Action recommendations | PlastLIFE Project | April 2026
Prioritizing reuse The reuse of products and packaging is a circular economy model in which products or their parts are used again for the same purpose for which they were originally made. Expectations for the increased adoption of reuse are growing, and legislation is also creating pressure toward it. Short‑lived plastic products cause environmental problems, but reusing products and packaging can help reduce them. Our current way of packaging, purchasing, using, and disposing of goods — both at home and in the workplace — is facing a major transformation if we want to put reuse first. A systemic transition to reuse requires many kinds of changes:
• Reuse is an opportunity, not a threat. Dialogue is needed to resolve conflicts of interest.

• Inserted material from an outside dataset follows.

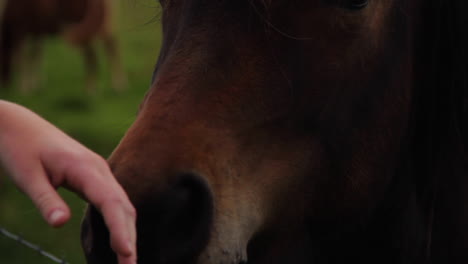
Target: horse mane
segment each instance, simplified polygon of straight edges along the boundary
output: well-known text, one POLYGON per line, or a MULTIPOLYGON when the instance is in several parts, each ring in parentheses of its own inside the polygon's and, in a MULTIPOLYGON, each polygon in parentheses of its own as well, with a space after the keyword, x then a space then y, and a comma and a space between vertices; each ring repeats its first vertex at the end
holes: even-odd
POLYGON ((468 1, 421 2, 411 170, 427 212, 428 259, 459 263, 468 254, 468 1))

• Impacts of reuse: Solutions based on environmental, economic, safety‑related,
and social impacts must be sought through multidisciplinary and cross‑sectoral collaboration. The reuse of plastics requires knowledge and guidelines.
• Pilots and innovations: Developing take-back systems and industrial‑scale
reuse requires pilot projects carried out in cooperation among producers, retailers, logistics, the public and third sectors, reuse service providers, and waste management.
• The central role of citizens: Household participation must be supported through incentives, services, communication, education and reusable products and packaging.
• Incentives and regulation: Tax incentives, financial instruments, ambitious
target‑setting, and data are needed to strengthen reuse. The attractiveness of new and single-use products should be reduced through regulation and by influencing attitudes.